We brought this question to Haley Rushing, Chief Purposologist and co-founder of the Purpose Institute in Austin, Texas. For more than 20 years, Haley has worked closely with some of the most purpose-driven organizations in the world—including the American Red Cross, Southwest Airlines, Whole Foods Market, Interstate Batteries, and IMG Academy—to help them discover and bring to life their values and purpose.

Here’s what Haley had to say about the importance and evolution of purpose.

The RepTrak Company: Why do you think having a purpose is so important for businesses?

Haley Rushing: One of the earliest things that struck me about purpose 20 years ago was walking into purpose-driven, values-based organizations, and just feeling how much happier the people who worked in those places were. At Southwest Airlines, where I got to learn so much about purpose from Herb Kelleher and Colleen Barrett, the level of happiness and engagement you feel when you interact with their people is noticeable and palpable. Most of us will spend the vast majority of our lives at work. If you don't feel like what you do matters, and that your contributions are actually helping to fulfill something important, it can take a toll on your soul.

The RepTrak Company: And it's well documented that happy employees result in happy customers.

Haley Rushing: Absolutely. I mean, just look at the enormous investments companies make to improve their customer service. But Herb and Colleen at Southwest always believed that if you take care of your people, and they're happy to be there, then that will naturally extend to the customer experience. It becomes a much more natural, organic expression of the ‘luv’ and care they receive that gets passed on to customers.

The RepTrak Company: You identify yourself as Chief Purposologist. What is a Chief Purposologist?

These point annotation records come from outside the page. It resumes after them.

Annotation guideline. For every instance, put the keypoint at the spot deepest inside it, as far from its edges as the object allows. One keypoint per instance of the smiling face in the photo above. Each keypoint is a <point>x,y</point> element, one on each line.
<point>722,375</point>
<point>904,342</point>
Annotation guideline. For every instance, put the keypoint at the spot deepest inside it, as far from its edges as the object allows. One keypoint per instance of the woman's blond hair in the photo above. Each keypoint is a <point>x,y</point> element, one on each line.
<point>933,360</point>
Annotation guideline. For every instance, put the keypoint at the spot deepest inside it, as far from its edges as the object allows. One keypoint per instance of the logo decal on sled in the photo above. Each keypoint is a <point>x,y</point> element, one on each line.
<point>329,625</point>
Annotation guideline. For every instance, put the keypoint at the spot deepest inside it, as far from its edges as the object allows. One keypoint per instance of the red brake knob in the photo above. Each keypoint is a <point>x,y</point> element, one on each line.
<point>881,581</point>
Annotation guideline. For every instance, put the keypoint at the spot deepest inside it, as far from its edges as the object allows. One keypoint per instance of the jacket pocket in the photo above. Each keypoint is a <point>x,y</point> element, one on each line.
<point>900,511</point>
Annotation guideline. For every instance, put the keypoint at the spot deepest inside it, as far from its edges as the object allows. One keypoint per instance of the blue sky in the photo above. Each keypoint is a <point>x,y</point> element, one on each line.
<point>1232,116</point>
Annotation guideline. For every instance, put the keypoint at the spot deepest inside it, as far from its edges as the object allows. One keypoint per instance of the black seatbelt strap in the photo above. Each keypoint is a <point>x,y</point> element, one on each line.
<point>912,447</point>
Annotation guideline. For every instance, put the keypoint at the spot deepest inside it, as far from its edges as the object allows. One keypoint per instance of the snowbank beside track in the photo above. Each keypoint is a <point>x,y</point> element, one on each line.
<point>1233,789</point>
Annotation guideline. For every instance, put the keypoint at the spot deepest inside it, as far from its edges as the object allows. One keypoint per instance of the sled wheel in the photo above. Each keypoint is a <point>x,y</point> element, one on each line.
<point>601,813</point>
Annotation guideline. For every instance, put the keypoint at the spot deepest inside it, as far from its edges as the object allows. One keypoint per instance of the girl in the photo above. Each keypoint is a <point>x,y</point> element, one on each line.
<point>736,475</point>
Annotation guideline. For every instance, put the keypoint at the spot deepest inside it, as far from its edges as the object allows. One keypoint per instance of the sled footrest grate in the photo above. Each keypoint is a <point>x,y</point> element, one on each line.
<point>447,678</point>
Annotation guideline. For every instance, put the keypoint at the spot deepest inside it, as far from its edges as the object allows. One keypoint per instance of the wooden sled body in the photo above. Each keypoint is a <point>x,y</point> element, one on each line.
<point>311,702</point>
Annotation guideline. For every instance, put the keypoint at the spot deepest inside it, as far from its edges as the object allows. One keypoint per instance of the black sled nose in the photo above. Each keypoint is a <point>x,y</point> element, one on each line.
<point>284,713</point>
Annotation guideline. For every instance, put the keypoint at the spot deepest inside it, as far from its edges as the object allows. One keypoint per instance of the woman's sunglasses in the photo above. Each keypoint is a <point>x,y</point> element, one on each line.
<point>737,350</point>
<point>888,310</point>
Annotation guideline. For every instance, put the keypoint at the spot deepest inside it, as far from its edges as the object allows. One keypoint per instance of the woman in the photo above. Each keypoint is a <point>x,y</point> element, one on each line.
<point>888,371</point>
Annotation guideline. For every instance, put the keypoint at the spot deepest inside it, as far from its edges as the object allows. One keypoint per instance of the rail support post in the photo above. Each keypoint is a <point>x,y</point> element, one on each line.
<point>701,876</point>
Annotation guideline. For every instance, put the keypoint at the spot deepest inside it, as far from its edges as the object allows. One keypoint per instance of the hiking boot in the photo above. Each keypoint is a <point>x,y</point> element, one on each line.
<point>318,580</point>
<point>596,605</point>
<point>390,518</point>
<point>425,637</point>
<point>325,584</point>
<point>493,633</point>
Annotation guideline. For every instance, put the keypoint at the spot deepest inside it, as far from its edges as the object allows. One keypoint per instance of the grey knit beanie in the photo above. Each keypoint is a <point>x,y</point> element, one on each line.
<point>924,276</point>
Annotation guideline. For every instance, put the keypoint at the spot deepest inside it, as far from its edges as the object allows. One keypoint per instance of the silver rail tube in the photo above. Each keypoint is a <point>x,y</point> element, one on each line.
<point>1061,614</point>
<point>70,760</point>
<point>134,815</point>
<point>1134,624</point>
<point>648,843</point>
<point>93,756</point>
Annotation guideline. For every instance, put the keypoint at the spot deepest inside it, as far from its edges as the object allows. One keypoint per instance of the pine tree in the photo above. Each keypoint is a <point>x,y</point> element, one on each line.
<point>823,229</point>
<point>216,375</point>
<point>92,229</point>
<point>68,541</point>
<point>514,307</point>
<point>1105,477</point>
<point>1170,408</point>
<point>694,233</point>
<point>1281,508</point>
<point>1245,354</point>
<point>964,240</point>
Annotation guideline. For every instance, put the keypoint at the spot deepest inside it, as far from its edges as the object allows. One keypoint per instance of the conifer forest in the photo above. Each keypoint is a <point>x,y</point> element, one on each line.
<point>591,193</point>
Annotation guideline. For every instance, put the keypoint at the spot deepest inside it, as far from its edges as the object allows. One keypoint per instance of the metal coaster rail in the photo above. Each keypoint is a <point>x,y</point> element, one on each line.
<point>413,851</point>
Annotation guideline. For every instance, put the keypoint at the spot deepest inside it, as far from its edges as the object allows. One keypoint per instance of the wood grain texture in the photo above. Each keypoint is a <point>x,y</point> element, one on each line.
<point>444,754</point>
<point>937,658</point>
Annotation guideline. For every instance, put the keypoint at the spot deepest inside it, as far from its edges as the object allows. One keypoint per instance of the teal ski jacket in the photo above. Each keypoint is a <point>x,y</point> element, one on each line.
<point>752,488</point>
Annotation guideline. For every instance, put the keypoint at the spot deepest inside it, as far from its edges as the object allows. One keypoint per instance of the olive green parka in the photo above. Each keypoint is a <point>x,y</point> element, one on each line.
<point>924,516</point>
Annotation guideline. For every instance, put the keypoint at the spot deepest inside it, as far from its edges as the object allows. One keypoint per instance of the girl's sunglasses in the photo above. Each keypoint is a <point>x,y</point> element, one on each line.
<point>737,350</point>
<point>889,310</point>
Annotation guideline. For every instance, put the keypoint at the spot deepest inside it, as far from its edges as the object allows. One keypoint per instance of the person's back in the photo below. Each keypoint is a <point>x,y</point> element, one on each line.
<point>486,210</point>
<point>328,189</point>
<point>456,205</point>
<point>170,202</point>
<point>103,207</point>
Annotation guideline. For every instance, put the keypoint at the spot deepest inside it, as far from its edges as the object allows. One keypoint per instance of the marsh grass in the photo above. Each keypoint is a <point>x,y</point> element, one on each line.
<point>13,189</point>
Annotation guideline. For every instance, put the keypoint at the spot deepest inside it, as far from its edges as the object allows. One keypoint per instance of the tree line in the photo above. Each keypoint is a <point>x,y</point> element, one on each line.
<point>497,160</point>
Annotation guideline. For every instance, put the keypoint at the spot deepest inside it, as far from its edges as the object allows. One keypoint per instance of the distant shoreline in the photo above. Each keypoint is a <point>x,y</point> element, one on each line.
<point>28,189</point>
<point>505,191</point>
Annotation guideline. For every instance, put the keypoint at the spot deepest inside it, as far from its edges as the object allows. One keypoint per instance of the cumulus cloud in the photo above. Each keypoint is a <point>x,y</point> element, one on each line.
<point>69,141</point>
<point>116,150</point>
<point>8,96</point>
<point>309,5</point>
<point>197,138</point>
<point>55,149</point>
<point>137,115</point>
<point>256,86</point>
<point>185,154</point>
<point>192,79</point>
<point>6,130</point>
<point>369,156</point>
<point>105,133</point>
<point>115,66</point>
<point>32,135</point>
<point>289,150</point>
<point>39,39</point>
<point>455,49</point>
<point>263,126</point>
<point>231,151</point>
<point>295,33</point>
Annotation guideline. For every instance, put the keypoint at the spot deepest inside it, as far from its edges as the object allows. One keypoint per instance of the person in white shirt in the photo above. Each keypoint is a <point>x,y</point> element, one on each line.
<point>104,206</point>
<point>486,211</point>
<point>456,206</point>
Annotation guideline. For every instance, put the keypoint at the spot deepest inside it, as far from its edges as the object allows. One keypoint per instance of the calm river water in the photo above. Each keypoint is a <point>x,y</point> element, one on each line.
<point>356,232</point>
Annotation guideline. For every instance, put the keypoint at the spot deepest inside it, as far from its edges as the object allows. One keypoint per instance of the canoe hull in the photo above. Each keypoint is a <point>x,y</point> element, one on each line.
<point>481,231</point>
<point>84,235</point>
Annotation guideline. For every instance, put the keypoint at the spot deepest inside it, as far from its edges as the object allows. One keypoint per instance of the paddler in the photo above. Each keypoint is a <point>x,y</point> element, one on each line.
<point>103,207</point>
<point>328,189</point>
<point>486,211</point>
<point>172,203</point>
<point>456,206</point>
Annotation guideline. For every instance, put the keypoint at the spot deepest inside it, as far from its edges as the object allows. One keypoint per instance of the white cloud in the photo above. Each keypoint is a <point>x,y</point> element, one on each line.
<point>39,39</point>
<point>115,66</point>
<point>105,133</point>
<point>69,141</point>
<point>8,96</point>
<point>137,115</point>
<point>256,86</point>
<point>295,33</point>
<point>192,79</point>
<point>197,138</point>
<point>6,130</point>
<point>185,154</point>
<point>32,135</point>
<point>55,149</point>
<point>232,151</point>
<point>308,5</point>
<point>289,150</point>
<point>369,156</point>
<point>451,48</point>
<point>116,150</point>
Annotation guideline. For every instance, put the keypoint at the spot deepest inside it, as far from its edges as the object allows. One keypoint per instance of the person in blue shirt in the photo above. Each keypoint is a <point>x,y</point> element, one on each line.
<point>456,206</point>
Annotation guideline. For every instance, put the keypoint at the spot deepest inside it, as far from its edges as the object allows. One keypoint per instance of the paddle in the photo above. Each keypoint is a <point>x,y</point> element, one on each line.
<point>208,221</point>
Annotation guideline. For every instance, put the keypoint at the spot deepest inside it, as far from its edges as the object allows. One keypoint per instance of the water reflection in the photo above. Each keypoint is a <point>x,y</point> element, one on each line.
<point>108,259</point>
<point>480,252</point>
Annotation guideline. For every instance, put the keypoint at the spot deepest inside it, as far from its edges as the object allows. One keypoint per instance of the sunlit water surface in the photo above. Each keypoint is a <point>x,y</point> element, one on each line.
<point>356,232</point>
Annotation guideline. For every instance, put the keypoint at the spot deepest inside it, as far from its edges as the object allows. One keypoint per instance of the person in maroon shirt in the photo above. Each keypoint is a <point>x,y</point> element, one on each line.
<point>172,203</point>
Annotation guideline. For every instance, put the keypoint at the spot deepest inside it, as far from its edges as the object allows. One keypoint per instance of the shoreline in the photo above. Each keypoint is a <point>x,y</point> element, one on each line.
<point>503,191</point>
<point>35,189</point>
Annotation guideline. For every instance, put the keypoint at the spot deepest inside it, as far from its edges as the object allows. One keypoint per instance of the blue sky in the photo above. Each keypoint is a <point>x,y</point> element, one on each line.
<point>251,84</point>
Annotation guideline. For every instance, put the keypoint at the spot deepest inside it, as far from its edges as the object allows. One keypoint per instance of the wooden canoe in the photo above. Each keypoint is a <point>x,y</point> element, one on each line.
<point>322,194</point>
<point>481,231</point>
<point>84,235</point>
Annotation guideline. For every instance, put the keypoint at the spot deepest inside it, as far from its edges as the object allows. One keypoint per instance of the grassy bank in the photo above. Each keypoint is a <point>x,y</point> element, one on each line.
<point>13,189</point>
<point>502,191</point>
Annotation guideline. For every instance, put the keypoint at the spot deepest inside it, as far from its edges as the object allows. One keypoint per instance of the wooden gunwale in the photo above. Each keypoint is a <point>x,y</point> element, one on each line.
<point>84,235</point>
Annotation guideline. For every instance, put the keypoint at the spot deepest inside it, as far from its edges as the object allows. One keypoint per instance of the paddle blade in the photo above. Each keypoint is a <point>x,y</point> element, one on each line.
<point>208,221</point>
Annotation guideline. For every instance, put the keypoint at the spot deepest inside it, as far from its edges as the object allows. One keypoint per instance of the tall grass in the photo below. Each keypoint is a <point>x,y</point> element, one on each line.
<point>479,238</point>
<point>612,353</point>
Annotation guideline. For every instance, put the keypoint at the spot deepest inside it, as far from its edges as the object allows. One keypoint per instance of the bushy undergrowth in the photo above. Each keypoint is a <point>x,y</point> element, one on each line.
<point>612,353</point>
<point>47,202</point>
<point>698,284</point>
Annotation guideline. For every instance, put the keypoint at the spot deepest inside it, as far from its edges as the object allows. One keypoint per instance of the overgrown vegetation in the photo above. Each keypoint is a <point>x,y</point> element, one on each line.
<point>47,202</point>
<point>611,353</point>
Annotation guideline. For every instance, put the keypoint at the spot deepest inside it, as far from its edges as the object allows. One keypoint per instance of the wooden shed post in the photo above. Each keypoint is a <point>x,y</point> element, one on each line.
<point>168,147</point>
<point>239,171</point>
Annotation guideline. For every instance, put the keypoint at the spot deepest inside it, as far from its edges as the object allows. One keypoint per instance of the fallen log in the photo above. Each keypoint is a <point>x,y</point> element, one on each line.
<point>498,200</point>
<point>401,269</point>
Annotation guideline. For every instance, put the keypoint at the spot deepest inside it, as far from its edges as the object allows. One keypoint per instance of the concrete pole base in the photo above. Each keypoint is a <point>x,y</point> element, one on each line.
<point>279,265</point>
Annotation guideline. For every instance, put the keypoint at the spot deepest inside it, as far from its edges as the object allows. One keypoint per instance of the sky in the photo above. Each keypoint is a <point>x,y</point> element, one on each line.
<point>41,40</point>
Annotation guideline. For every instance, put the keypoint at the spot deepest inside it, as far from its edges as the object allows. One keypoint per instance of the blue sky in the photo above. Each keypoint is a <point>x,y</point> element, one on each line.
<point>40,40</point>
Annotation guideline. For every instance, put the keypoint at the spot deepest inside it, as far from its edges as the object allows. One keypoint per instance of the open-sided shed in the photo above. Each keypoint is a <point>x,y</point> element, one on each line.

Haley Rushing: My background is in cultural anthropology. And over the course of 20 years of doing this work, I gradually evolved from studying the marketplace and the culture of consumption to studying corporate cultures. I started to ask, what binds people in this culture together? Collectively, what difference are they trying to make? What drives them? What I found early on was that these brands had a sense of purpose that drove everything they did. So I transitioned from anthropology to purposology. It felt more on point with the things I was learning from the time I spent in beloved, purpose-driven organizations.

The RepTrak Company: As companies evolve, at least partly to stay competitive in a changing world, how can they ensure that their purpose stays relevant?

Haley Rushing: There's a simple quote from Aristotle, and it says, essentially, “Where your talents and the needs of the world intersect, therein lies your purpose.” And so, I encourage leaders to ask themselves, What is the most pressing and urgent need or problem that exists in the world today that our organization has the wherewithal to address? And that's where the evolution comes in. Because there’s no shortage of problems in the world today. If you really tune in to what your customers truly need or examine how a stakeholder may be underserved or even suffering, you start to see how you can leverage the talents of your organization to heal the world in pretty meaningful ways.

The RepTrak Company: Speaking of evolution, what do you see as the future of purpose over the next five years? How do you think purpose itself is going to evolve?

Haley Rushing: One thing I've definitely seen in having a Purpose Institute for the last decade is that, initially, it was all about discovering and articulating organizational purpose. And now, in the current era, it’s all about activation. The data is fairly conclusive that the vast majority of leaders believe that purpose is necessary for driving performance, engagement, innovation, customer loyalty ... you name it. There are a host of benefits. The problem is that there's a massive breakdown when it comes to activating one’s purpose. Company leaders say, “We know what our purpose is. But how do we start embedding it in our strategy, embedding it in our employee value proposition, and bringing it to life in really meaningful ways?” Purpose is not just about looking in the rearview mirror and assessing how a company may have made an impact. It’s about using purpose as a filter through which you make decisions going forward.